Just down the coast and slightly inland from Puerto Madryn is the Welsh colony that was formed in Patagonia in the second half of the nineteenth century. We´d heard rumours of all-you-can-eat tea and cake so the pull was just too hard to resist. So off we set on one of the local buses for a change (which were really quite decent coaches!) to explore the tiny town of Gaiman.
As it´s a pretty small town and a bit more off the tourist trail, there wasn´t any way to prebook somewhere to stay so as the bus left us standing on the abandoned plaza, in the middle of siesta time, we plodded off to try and find the tourist information that surely would be able to help. After walking in a circle with all our luggage, we were directed back to about 20m from the spot we were dropped off to a little garden shed, in which was the information centre. And the guy was extremely helpful in pointing us in 3 totally different directions. No matter, it´s a small town, we thought. Not so much, when you´re carrying two rucksacks each, a handbag, the food bag (which still contains a massive tin of fruit that we had been craving two weeks ago but never got around to eating) and countless other ultimately useless but staggeringly heavy items. Having trekked to nearly every hotel in the town and having not one single door opened to us (we were beginning to think the town had been deserted), with James about to give up, I said: NO. JUST ONE MORE! So we slowly trudged to the last one. Rang the bell. Nothing. Rang again. Nothing. Walking away…not really knowing where we were going…James saying I told you so. And just then James turned around…and the woman came out!!!! One free room…ensuite…great price…with a courtyard…yes please! It was like a movie, I swear!
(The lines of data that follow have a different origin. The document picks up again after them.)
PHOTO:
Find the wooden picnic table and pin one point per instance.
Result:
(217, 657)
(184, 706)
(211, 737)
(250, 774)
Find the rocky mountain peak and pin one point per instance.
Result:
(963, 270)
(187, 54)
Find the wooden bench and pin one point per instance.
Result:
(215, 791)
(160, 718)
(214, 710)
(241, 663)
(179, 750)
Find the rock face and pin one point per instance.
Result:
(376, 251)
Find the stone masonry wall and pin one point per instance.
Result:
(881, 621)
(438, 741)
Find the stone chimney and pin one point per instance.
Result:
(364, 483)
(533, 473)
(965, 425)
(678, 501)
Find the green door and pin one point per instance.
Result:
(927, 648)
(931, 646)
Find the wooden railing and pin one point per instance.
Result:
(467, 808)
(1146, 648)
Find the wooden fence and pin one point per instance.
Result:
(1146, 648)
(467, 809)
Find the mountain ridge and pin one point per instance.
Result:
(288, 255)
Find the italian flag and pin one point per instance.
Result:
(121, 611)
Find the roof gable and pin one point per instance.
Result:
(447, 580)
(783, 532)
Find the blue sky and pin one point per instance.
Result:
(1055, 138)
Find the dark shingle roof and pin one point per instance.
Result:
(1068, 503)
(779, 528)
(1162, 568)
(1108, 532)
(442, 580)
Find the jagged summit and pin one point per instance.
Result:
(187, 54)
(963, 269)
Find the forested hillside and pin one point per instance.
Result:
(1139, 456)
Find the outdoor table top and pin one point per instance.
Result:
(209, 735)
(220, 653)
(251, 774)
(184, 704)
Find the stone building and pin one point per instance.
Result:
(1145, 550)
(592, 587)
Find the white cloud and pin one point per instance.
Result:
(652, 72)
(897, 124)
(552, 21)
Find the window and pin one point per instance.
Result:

What she failed to mention was that she had a screaming baby, but nonetheless it was a lovely little place and served us well. And Gaiman was so cute. Not much going on, I´ll grant you, but had an amazing little museum of Welsh artifacts from the first settlers, the first house built in the town, people speaking Welsh everywhere and a charming feel to it. And we did have tea. And it was all you can eat. I think in one day I counted we tried no less than 15 different cakes (including the three varieties served at breakfast).
So after all that excitement, we headed back to Trelew, another town not far away, went to an AMAZING dinosaur museum (I came out questioning the meaning of life) and staying at a slightly run down but pretty stunning old hotel (where we ate the tinned fruit for lunch – woo hoo), we decided that the time had come to cheat. Enough of these 24 hour bus journeys…so we caught a 2 hour flight down to El Calafate. We have now been here three days and it´s a gorgeous town, if pretty touristy – but in the right way. It´s small enough to walk around, and big enough to while away a day. But most importantly it´s only 80km away from the Perito Moreno Glacier.
Which brings me to today. We have just got back from potentially the “Best Day So Far On Our Trip”. We set off at 9am to the galcier front with a small group of people from the hostel (a complete mix of ages and nacionalities) and I was not prepared for the sheer scale and beauty, not just of the glacier itself but of the landscapes, flora & fauna. It was absolutely up there with the most incredible views I´ve ever seen. We had a couple of stops en-route to observe a flock of around a dozen eagles resting by the road, and later to walk down to the opaque “glacier milk” of the most enormous turquoise lake surrounded by glowing red moutains from the calafate bushes and their snow capped peaks. As we rounded a corner, we finally got our first glimpse of the glacier. It is enormous, and glows white & blue from the compacted snow that forms it. It was absolutely breathtaking. We then set off on a boat trip to get even closer to the enormous sheet of ice that is encroaching on the lake and passed by numerous little icebergs. The wind is icy cold as it blows off the glacier but I made James stay on the open deck for the entire time to take in the beauty and soon as everyone else got too cold and went down below we were practically the only ones left on deck. It was magical.
The glacier is advancing at a rate of 2m per day (and apparently is one of the few stable galciers currently in the world – ie it is not receding like most glaciers in the world) which means that you get to see the parts at the edge collapse every now and then if you´re lucky – which we were! Following the boat ride, we set off on a walk to get closer on the viewing platforms from where we saw numerous collapses – the noise is terrifying – the crack like a gunshot and the roar as a piece of ice the size of a 20 storey building hits the water is both eerie and thrilling at the same time. We sat for nearly two hours, just watching it and eating our sandwiches before returning to Calafate and practicing our Spanish with one of the older ladies on the bus. What a day.
So tomorrow we are off to Chile! Our first land border crossing down to Puerto Natales and Torres del Paine.
I hope all is well is England and you are all still enjoying the sun!